The Liberal Democrat leader Vince Cable is to stand down after local elections in May, leaving the pro-EU party seeking its fourth leader in as many years.
Sir Vince, the 75-year-old former business secretary, took over the Lib Dems following the 2017 general election. He had won back the seat of Twickenham in west London that he had lost two years earlier.
He told the Daily Mail on Thursday that he wanted to “get back to writing books again” and improve his ballroom dancing, although he plans to continue as an MP.
Under his leadership, the Lib Dems have edged up in the polls, from about 7 per cent to 10 per cent. Sir Vince has maintained the party’s support of a second EU referendum, and sought to establish it as an economically-credible, pro-social justice party.
However, the Lib Dems have just 11 MPs and now also have to contend with a rival centrist force, the Independent Group, formed by former Labour and Conservative Europhile MPs.
The Independent Group, which is not yet a political party, has said that it has no intention of joining the Lib Dems. Sir Vince has suggested that the two groups could work towards an electoral pact.
The announcement of his departure, which comes ahead of the Lib Dem spring conference in York, is unlikely to surprise party activists. Sir Vince had indicated last year that he would step down once a series of reforms to open up the party to new recruits were implemented.
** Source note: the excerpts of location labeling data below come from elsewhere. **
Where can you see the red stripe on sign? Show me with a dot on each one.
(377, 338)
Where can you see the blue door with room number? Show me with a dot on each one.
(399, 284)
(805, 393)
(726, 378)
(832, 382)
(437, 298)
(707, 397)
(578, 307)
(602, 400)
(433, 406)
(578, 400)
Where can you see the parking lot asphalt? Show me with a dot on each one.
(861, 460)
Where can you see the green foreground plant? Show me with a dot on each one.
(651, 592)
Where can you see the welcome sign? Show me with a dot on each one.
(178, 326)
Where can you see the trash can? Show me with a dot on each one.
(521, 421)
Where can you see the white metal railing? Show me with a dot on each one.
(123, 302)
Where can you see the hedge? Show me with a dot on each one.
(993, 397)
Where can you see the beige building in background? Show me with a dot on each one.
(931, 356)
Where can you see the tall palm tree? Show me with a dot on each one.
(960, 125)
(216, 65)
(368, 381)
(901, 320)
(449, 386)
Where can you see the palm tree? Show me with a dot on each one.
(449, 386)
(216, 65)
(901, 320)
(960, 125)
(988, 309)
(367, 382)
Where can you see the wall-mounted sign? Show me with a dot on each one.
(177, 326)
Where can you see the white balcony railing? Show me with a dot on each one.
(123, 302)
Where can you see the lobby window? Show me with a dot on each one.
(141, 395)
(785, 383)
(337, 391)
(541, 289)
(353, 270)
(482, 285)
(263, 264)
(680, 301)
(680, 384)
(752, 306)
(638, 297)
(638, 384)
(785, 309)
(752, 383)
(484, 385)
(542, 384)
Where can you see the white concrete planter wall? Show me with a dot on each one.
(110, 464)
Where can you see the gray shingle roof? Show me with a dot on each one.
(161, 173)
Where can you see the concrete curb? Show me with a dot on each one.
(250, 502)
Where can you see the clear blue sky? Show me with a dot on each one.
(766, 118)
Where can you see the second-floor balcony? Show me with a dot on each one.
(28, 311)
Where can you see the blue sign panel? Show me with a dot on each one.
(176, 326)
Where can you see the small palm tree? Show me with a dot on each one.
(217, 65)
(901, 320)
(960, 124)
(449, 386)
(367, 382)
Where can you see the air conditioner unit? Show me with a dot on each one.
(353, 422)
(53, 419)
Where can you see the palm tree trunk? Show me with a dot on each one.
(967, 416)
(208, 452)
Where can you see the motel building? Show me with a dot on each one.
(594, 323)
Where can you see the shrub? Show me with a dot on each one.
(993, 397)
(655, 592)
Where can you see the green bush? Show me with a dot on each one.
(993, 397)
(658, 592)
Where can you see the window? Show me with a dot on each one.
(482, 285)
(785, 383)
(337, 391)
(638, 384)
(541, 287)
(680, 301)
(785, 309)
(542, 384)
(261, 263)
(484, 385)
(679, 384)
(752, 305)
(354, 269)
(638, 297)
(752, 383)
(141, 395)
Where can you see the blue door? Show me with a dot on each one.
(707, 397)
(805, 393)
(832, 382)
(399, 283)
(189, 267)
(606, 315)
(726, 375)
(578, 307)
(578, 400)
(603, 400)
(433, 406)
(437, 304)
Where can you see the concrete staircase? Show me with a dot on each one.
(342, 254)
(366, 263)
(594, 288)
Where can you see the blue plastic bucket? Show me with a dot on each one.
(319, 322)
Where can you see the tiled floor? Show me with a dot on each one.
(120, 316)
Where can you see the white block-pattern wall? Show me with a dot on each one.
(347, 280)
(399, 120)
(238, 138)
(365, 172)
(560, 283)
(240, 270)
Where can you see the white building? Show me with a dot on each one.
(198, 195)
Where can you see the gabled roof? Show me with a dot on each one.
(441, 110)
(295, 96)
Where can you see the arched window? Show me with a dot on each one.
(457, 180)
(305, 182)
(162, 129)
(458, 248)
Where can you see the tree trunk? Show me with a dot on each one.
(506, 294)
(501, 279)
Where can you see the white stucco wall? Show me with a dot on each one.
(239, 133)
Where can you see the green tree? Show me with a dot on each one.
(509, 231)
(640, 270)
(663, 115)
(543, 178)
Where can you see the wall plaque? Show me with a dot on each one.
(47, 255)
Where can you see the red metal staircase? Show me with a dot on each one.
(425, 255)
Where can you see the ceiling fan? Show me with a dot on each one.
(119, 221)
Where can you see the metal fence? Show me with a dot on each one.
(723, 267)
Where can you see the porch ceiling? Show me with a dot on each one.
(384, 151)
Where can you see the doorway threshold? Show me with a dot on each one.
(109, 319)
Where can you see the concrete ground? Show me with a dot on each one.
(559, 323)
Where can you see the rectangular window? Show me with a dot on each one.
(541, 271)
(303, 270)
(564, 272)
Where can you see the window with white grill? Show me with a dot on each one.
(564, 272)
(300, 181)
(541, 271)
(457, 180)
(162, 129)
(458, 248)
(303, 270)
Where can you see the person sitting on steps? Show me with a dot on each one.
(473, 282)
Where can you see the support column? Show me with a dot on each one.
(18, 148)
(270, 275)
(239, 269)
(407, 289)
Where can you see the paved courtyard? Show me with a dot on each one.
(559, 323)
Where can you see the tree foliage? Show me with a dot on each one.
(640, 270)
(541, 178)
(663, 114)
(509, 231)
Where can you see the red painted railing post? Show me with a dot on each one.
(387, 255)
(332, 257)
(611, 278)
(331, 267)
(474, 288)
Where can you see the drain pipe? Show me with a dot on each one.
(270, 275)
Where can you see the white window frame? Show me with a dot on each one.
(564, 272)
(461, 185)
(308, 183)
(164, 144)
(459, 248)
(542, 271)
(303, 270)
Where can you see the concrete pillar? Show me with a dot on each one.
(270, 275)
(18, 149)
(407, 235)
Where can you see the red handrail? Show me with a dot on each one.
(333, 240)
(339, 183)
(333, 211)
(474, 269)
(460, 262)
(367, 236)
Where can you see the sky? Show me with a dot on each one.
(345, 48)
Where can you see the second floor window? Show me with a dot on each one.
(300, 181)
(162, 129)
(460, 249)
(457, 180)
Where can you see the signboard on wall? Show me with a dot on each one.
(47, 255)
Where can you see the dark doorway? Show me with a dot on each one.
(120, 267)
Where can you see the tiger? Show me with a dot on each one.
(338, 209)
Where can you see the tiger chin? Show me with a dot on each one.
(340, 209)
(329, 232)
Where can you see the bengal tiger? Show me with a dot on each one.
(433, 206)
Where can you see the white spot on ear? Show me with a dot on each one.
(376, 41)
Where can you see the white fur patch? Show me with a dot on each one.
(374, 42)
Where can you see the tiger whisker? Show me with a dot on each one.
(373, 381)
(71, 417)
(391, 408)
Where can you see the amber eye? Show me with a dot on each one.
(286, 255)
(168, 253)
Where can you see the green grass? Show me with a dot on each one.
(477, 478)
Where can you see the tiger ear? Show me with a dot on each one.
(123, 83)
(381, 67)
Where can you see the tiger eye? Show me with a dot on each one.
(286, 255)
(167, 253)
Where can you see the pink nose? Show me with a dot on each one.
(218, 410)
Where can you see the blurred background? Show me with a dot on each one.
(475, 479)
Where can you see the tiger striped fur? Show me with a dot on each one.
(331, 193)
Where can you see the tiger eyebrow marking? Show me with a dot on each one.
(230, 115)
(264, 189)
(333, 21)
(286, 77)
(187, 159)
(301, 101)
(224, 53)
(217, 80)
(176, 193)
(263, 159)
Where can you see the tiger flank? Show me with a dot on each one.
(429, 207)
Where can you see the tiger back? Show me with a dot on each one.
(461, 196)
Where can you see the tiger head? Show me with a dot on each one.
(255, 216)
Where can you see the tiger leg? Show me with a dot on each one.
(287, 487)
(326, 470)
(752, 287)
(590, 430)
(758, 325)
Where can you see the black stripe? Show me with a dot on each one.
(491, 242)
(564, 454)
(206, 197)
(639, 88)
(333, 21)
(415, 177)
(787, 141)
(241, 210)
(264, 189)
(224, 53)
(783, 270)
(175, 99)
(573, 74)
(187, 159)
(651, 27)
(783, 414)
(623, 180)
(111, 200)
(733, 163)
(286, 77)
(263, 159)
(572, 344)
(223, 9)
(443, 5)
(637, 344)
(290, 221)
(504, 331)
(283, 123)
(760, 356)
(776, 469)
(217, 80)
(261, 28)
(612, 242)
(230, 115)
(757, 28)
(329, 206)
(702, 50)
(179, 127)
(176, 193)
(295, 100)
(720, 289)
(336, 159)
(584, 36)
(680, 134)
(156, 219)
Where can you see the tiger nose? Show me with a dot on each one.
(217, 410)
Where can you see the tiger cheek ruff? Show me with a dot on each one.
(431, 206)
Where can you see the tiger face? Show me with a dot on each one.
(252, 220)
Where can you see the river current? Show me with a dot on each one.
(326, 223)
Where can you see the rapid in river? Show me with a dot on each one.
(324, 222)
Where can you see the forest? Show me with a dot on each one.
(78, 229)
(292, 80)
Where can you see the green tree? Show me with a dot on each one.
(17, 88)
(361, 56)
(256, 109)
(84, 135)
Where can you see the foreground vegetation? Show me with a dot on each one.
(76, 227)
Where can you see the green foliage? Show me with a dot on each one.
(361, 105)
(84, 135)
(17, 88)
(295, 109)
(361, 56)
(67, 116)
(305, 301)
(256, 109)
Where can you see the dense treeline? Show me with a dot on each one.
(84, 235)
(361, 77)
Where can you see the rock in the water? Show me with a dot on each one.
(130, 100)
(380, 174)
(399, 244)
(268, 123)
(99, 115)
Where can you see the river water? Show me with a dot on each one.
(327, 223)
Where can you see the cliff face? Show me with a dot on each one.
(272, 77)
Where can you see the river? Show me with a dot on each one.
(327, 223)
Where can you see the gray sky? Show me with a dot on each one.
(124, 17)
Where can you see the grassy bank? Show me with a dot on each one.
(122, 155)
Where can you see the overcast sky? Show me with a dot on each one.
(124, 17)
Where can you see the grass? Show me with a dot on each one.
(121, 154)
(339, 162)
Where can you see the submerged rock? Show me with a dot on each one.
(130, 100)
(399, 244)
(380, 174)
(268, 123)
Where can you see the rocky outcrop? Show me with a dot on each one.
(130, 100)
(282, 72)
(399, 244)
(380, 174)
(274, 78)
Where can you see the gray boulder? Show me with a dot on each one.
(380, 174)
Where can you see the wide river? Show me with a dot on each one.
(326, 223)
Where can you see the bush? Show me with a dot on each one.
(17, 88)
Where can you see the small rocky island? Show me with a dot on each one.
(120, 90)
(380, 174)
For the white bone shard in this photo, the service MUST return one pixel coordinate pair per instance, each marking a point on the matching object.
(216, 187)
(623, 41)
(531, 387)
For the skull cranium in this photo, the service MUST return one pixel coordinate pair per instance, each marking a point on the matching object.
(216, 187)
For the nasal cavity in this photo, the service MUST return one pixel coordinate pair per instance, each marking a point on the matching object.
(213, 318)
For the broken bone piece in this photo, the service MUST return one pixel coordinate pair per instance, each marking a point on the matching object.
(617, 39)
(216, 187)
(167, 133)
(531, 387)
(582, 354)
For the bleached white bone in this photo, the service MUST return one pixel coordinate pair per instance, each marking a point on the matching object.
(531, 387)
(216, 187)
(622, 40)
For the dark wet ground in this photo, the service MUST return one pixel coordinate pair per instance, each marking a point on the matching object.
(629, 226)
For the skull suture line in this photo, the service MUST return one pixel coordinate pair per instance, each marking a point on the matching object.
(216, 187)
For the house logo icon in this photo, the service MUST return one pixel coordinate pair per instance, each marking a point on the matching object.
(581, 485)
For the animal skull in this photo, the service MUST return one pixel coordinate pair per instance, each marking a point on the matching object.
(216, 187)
He had said at the time that it would be logical for him to stay on to see Brexit resolved. But he told the Mail that Brexit “now looks as if it will be a protracted process, and may never happen”.
On Thursday, MPs voted to delay the UK’s departure from the EU, currently scheduled for March 29, by at least three months. Any delay depends on the agreement of all EU countries.
Sir Vince’s successor will be elected by the Lib Dems’ membership of about 100,000, in a process lasting around three months. Possible candidates include the current deputy leader Jo Swinson; the former environment secretary Ed Davey; the Oxford West MP Layla Moran; and the Edinburgh West MP Christine Jardine.
“I set considerable store by having an orderly, business-like, succession unlike the power struggles in the other parties,” Sir Vince said.